The MARCS Institute for Brain, Behaviour and Development, Western Sydney University, Sydney, Australia.
School of Psychology, The University of Sydney, Sydney, Australia.
Sci Data. 2022 Jan 10;9(1):3. doi: 10.1038/s41597-021-01102-7.
The neural basis of object recognition and semantic knowledge has been extensively studied but the high dimensionality of object space makes it challenging to develop overarching theories on how the brain organises object knowledge. To help understand how the brain allows us to recognise, categorise, and represent objects and object categories, there is a growing interest in using large-scale image databases for neuroimaging experiments. In the current paper, we present THINGS-EEG, a dataset containing human electroencephalography responses from 50 subjects to 1,854 object concepts and 22,248 images in the THINGS stimulus set, a manually curated and high-quality image database that was specifically designed for studying human vision. The THINGS-EEG dataset provides neuroimaging recordings to a systematic collection of objects and concepts and can therefore support a wide array of research to understand visual object processing in the human brain.

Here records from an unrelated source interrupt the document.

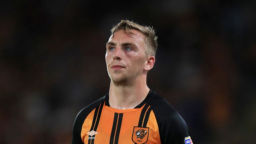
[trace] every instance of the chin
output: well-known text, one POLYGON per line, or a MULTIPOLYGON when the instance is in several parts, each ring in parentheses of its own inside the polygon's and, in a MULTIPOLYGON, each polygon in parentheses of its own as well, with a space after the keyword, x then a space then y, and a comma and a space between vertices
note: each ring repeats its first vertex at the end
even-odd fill
POLYGON ((127 83, 128 80, 127 78, 123 76, 119 75, 118 76, 111 76, 110 77, 111 81, 115 84, 120 85, 127 83))

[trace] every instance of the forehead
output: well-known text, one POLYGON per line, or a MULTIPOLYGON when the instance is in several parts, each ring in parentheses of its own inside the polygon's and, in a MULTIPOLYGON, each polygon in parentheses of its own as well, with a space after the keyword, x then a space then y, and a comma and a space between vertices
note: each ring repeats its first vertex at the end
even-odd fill
POLYGON ((110 36, 108 42, 120 43, 129 43, 140 45, 144 44, 145 37, 141 32, 135 30, 131 30, 131 32, 134 35, 128 36, 123 30, 118 31, 110 36))

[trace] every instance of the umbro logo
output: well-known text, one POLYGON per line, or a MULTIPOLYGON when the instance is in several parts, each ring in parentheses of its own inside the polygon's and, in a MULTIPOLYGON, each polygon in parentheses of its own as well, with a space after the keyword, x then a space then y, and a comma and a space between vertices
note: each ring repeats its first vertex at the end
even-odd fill
POLYGON ((93 135, 95 135, 97 133, 98 133, 97 132, 96 132, 96 131, 94 130, 92 130, 88 132, 87 134, 88 134, 88 135, 90 135, 91 136, 92 136, 93 135))
POLYGON ((92 136, 94 135, 97 133, 98 133, 97 132, 96 132, 96 131, 94 130, 92 130, 90 132, 88 132, 87 134, 88 134, 88 135, 91 136, 91 137, 88 137, 88 139, 95 139, 95 137, 93 137, 92 136))

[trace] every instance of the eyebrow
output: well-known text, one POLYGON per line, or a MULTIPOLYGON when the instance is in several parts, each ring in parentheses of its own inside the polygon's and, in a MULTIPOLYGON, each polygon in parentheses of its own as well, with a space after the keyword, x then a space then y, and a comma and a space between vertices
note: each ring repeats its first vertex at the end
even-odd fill
MULTIPOLYGON (((113 42, 108 42, 107 43, 107 44, 106 44, 106 45, 113 45, 113 46, 116 46, 116 44, 115 43, 113 42)), ((136 47, 137 47, 137 46, 136 45, 133 44, 132 43, 124 43, 122 44, 122 46, 127 46, 128 45, 132 45, 135 46, 136 47)))

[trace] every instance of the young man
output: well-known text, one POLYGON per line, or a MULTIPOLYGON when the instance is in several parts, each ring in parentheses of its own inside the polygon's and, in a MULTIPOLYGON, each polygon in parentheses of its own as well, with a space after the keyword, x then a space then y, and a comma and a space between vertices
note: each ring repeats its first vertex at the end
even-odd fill
POLYGON ((154 30, 122 20, 111 31, 105 57, 109 94, 78 113, 72 143, 192 144, 183 119, 147 85, 157 47, 154 30))

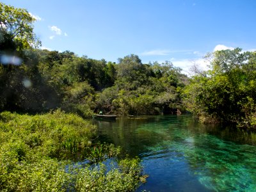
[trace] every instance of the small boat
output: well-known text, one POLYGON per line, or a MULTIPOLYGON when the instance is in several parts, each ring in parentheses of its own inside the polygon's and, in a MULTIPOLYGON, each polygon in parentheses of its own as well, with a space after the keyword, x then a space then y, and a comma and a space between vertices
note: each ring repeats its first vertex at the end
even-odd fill
POLYGON ((94 118, 99 120, 115 120, 117 115, 93 115, 94 118))

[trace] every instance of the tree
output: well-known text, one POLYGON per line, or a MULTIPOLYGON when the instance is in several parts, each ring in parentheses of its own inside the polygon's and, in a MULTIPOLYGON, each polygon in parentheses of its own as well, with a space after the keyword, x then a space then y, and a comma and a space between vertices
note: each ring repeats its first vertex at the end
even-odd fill
POLYGON ((15 8, 0 2, 0 36, 8 34, 18 51, 36 48, 41 42, 33 33, 36 20, 25 9, 15 8))

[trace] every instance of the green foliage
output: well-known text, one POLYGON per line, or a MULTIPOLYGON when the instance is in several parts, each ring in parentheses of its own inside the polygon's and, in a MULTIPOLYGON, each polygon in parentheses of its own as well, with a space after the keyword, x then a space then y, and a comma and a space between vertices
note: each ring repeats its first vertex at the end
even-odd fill
POLYGON ((36 19, 26 10, 0 3, 0 35, 8 33, 17 50, 35 48, 41 44, 33 32, 33 22, 36 19))
POLYGON ((184 92, 188 109, 205 122, 255 127, 255 54, 237 48, 213 56, 208 74, 193 77, 184 92))
POLYGON ((0 191, 132 191, 138 159, 118 160, 120 148, 92 143, 95 127, 60 110, 29 116, 0 113, 0 191), (111 166, 100 163, 112 157, 111 166), (79 165, 69 160, 91 163, 79 165))

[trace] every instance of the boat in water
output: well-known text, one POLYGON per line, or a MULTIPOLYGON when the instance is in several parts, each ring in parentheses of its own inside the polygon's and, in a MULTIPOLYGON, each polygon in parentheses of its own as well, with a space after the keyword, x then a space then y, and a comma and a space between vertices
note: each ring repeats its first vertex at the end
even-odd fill
POLYGON ((115 115, 93 115, 93 118, 97 120, 115 120, 116 116, 115 115))

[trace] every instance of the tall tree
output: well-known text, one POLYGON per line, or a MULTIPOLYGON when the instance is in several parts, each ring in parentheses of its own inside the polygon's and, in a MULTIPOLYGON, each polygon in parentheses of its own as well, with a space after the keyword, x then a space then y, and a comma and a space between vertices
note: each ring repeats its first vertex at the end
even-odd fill
POLYGON ((18 51, 40 45, 41 42, 33 31, 35 20, 26 10, 0 2, 0 34, 8 34, 16 43, 18 51))

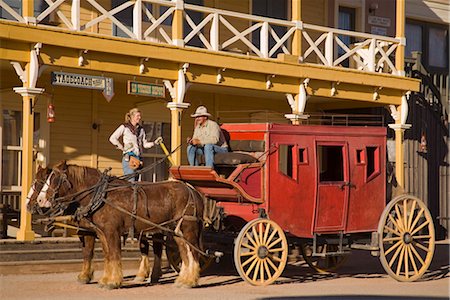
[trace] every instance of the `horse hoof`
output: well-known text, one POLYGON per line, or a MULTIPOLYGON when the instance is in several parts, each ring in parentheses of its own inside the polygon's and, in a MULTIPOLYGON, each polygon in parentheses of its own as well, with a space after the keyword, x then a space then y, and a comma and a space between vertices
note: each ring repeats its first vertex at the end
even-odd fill
POLYGON ((91 278, 89 277, 78 277, 78 282, 82 284, 88 284, 91 282, 91 278))
POLYGON ((144 282, 145 281, 145 277, 142 276, 136 276, 134 277, 134 282, 144 282))
POLYGON ((115 290, 120 288, 120 283, 108 283, 105 284, 104 288, 107 290, 115 290))

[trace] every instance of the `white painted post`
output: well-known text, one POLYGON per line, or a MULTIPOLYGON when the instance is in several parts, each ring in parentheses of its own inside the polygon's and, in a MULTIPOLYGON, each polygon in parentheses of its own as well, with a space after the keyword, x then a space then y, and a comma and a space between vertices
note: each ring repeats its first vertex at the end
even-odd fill
POLYGON ((133 33, 142 40, 142 0, 136 0, 133 7, 133 33))
POLYGON ((269 23, 264 22, 259 37, 260 51, 263 58, 269 58, 269 23))
POLYGON ((333 32, 331 31, 328 32, 327 39, 325 40, 325 59, 327 60, 327 65, 330 67, 333 66, 333 58, 334 58, 333 39, 334 39, 333 32))
POLYGON ((211 31, 209 33, 211 46, 214 51, 219 51, 219 14, 214 13, 214 17, 212 19, 211 31))
POLYGON ((72 29, 80 31, 80 0, 72 0, 72 29))
POLYGON ((367 60, 367 70, 370 72, 375 72, 375 49, 376 49, 376 43, 377 41, 375 39, 372 39, 370 41, 369 45, 369 54, 368 60, 367 60))

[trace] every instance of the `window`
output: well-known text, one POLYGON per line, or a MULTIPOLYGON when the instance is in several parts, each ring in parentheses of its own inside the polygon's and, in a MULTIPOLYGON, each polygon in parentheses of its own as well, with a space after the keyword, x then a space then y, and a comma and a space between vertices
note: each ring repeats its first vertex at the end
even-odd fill
MULTIPOLYGON (((34 114, 33 144, 39 141, 40 114, 34 114)), ((22 112, 3 110, 2 188, 19 189, 22 184, 22 112)))
POLYGON ((357 164, 365 163, 364 150, 356 149, 356 163, 357 164))
POLYGON ((293 149, 294 145, 279 145, 278 147, 278 171, 291 178, 294 177, 293 149))
POLYGON ((448 73, 448 27, 407 20, 405 36, 405 57, 422 52, 422 64, 428 71, 448 73))
POLYGON ((413 51, 422 52, 422 26, 417 24, 406 24, 406 48, 405 56, 412 57, 413 51))
MULTIPOLYGON (((11 7, 18 15, 22 15, 22 1, 17 0, 3 0, 6 5, 11 7)), ((9 14, 4 8, 0 7, 0 19, 6 19, 16 21, 11 14, 9 14)))
MULTIPOLYGON (((288 1, 287 0, 253 0, 252 1, 252 14, 262 17, 274 18, 279 20, 287 20, 288 13, 288 1)), ((286 27, 284 26, 276 26, 274 24, 270 25, 273 30, 276 32, 279 38, 282 38, 286 33, 286 27)), ((252 33, 252 42, 257 48, 259 48, 260 42, 260 34, 259 31, 254 31, 252 33)), ((269 49, 275 46, 277 42, 269 33, 269 49)), ((270 50, 269 50, 270 51, 270 50)), ((283 50, 280 48, 272 55, 272 57, 277 57, 279 53, 283 53, 283 50)))
MULTIPOLYGON (((144 127, 147 141, 154 141, 161 136, 166 147, 170 149, 170 123, 143 122, 142 126, 144 127)), ((161 162, 161 159, 165 156, 166 154, 159 146, 144 149, 144 153, 142 154, 144 167, 154 165, 154 168, 143 173, 142 180, 156 182, 168 179, 169 162, 167 159, 161 162)))
POLYGON ((342 146, 318 146, 317 148, 320 181, 344 181, 342 146))
POLYGON ((298 149, 298 163, 299 164, 307 164, 308 163, 308 153, 306 152, 306 148, 298 149))
POLYGON ((447 66, 448 29, 431 27, 428 32, 428 65, 445 68, 447 66))
MULTIPOLYGON (((355 31, 356 30, 356 10, 354 8, 350 7, 339 7, 339 29, 343 30, 350 30, 355 31)), ((339 39, 348 47, 351 48, 350 45, 353 44, 354 38, 348 36, 348 35, 339 35, 339 39)), ((338 56, 342 56, 345 54, 345 50, 342 49, 342 47, 338 46, 338 56)), ((342 66, 348 67, 349 66, 349 60, 346 59, 342 63, 342 66)))
POLYGON ((380 172, 380 154, 378 147, 367 147, 367 172, 366 178, 370 179, 380 172))

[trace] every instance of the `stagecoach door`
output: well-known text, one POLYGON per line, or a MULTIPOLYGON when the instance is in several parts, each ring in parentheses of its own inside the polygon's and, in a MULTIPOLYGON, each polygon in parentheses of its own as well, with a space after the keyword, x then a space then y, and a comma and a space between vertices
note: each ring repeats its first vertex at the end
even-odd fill
POLYGON ((314 232, 344 230, 349 197, 348 145, 317 142, 317 198, 314 232))

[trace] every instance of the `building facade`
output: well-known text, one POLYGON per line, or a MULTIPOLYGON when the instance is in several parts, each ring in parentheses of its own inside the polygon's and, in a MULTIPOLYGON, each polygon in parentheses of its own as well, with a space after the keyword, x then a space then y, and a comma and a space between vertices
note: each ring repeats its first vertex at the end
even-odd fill
MULTIPOLYGON (((221 122, 294 124, 384 107, 403 161, 408 95, 420 90, 405 76, 406 3, 2 1, 2 192, 25 203, 35 166, 61 160, 121 174, 108 137, 132 107, 150 139, 176 149, 177 164, 186 163, 179 145, 198 105, 221 122)), ((147 162, 163 156, 158 147, 145 154, 147 162)), ((166 168, 146 179, 164 178, 166 168)), ((399 164, 400 182, 403 172, 399 164)), ((28 239, 22 213, 18 238, 28 239)))

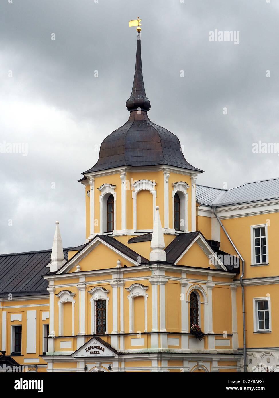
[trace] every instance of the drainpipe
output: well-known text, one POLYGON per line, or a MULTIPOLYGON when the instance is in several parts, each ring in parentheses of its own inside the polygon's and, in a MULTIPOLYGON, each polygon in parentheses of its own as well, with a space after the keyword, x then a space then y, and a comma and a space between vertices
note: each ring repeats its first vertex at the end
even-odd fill
POLYGON ((217 219, 217 220, 222 227, 222 228, 226 234, 226 236, 231 243, 233 248, 236 251, 237 254, 239 256, 241 261, 242 263, 242 274, 240 275, 240 285, 241 285, 241 293, 242 294, 242 319, 243 320, 243 348, 244 348, 244 371, 245 372, 247 372, 247 360, 246 357, 246 321, 245 320, 245 301, 244 298, 244 283, 243 283, 243 277, 244 276, 244 265, 245 265, 245 261, 244 261, 244 259, 242 256, 240 254, 240 253, 237 250, 236 247, 235 245, 232 242, 231 239, 228 234, 226 230, 226 228, 222 224, 222 222, 219 218, 219 217, 216 214, 215 212, 215 209, 216 208, 216 206, 213 206, 212 209, 213 210, 213 213, 215 217, 217 219))

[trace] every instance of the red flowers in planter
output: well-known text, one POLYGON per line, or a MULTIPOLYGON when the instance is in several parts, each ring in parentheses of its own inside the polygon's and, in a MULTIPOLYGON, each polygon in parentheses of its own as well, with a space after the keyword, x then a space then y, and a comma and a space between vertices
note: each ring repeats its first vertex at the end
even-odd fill
POLYGON ((190 333, 191 334, 193 334, 196 339, 199 339, 199 340, 202 340, 204 336, 198 325, 191 325, 190 333))

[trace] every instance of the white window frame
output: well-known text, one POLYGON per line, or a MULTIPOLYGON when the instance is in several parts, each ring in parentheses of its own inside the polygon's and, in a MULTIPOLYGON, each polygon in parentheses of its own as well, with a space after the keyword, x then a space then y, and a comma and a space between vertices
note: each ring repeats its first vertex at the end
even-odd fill
POLYGON ((15 350, 15 328, 17 326, 21 327, 21 354, 22 354, 22 325, 21 324, 17 325, 12 325, 11 326, 11 353, 14 352, 15 350))
POLYGON ((59 294, 55 295, 59 299, 58 302, 59 336, 62 336, 64 334, 64 304, 66 302, 72 303, 72 335, 74 336, 74 303, 76 301, 74 297, 75 295, 75 293, 70 293, 67 290, 62 290, 59 294))
POLYGON ((147 298, 148 295, 146 291, 148 286, 143 286, 140 283, 134 283, 130 287, 125 288, 127 292, 130 293, 128 296, 129 300, 129 333, 137 332, 135 330, 135 310, 134 307, 134 299, 136 297, 141 296, 144 298, 144 332, 147 331, 147 298))
MULTIPOLYGON (((265 310, 267 311, 267 310, 265 310)), ((253 320, 254 324, 254 332, 258 333, 266 333, 271 331, 271 311, 270 296, 264 297, 255 297, 253 299, 253 320), (268 329, 260 329, 258 326, 258 301, 266 301, 268 302, 268 313, 269 327, 268 329)))
POLYGON ((91 289, 88 293, 91 295, 91 334, 96 334, 96 302, 99 300, 105 300, 105 334, 107 334, 108 304, 109 298, 107 297, 109 290, 105 290, 99 286, 91 289))
POLYGON ((183 181, 173 183, 172 185, 172 229, 175 233, 188 232, 188 193, 187 189, 190 186, 183 181), (177 231, 174 226, 174 196, 177 193, 179 197, 180 208, 180 222, 183 220, 184 226, 180 226, 180 230, 177 231))
POLYGON ((268 264, 268 238, 267 236, 267 224, 260 224, 258 225, 251 225, 251 265, 267 265, 268 264), (257 228, 265 228, 265 248, 266 251, 266 261, 265 263, 256 263, 255 250, 254 230, 257 228))
POLYGON ((115 234, 116 233, 116 185, 111 184, 103 184, 98 188, 101 192, 100 201, 100 233, 115 234), (114 199, 113 204, 113 230, 107 232, 107 199, 112 195, 114 199))
POLYGON ((46 335, 47 326, 48 326, 49 328, 49 324, 43 324, 43 352, 47 352, 47 339, 45 338, 49 337, 46 335))
POLYGON ((133 199, 133 232, 152 232, 152 229, 137 229, 137 199, 139 192, 141 191, 149 191, 153 197, 153 222, 155 219, 156 207, 156 197, 157 192, 155 189, 156 183, 149 179, 140 179, 133 184, 134 190, 132 192, 132 197, 133 199))

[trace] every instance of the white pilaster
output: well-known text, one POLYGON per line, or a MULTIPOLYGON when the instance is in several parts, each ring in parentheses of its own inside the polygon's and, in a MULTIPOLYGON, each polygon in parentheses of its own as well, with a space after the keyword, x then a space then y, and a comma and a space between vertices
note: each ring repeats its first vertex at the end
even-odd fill
MULTIPOLYGON (((127 185, 125 183, 127 174, 124 172, 120 174, 121 179, 121 229, 122 231, 127 228, 126 222, 126 195, 127 185)), ((116 229, 116 228, 115 228, 116 229)))
POLYGON ((235 285, 230 285, 232 296, 232 349, 238 348, 238 334, 237 331, 237 310, 236 308, 236 289, 235 285))
POLYGON ((27 317, 26 353, 36 353, 36 335, 37 330, 37 311, 27 311, 27 317))
POLYGON ((2 344, 1 350, 6 351, 6 330, 7 325, 7 312, 2 312, 2 344))
POLYGON ((189 332, 189 302, 187 301, 186 291, 189 283, 186 279, 186 273, 181 273, 181 331, 187 333, 189 332))
POLYGON ((164 225, 165 228, 168 229, 169 226, 169 178, 170 172, 164 172, 164 225))
POLYGON ((191 227, 192 231, 196 230, 196 181, 197 176, 192 174, 191 184, 192 191, 191 193, 191 227))
POLYGON ((207 324, 206 333, 213 333, 213 316, 212 316, 212 289, 214 287, 214 284, 209 282, 207 283, 207 324))
MULTIPOLYGON (((157 281, 152 280, 150 281, 152 286, 152 329, 151 331, 158 332, 157 281)), ((152 335, 151 335, 151 340, 152 340, 152 335)))
POLYGON ((90 236, 91 238, 94 236, 94 177, 88 179, 90 186, 90 236))

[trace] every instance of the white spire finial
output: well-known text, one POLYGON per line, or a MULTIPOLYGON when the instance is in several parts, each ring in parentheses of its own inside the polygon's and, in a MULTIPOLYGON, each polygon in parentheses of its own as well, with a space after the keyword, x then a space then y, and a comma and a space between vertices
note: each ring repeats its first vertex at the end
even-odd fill
POLYGON ((60 230, 59 228, 59 221, 55 221, 56 228, 53 238, 52 245, 51 262, 49 263, 50 272, 56 272, 66 262, 64 258, 63 251, 62 240, 61 238, 60 230))
POLYGON ((161 224, 158 206, 156 206, 156 213, 150 247, 152 249, 150 253, 150 261, 166 261, 167 254, 164 250, 165 247, 165 241, 164 240, 164 233, 161 224))

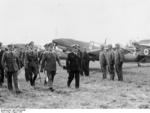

物体识别和语义知识的神经基础已经得到了广泛的研究,但由于物体空间的高维度,要开发出关于大脑如何组织物体知识的总体理论具有挑战性。为了帮助理解大脑如何使我们能够识别、分类和表示物体和物体类别,人们越来越感兴趣地使用大规模的图像数据库进行神经影像学实验。在当前的论文中,我们提出了 THINGS-EEG,这是一个包含 50 名被试的人类脑电图反应的数据集,针对 THINGS 刺激集的 1854 个物体概念和 22248 个图像。THINGS 刺激集是一个经过精心整理的高质量图像数据库,专门用于研究人类视觉。THINGS-EEG 数据集提供了对系统收集的物体和概念的神经影像学记录,因此可以支持广泛的研究,以了解人类大脑中的视觉物体处理。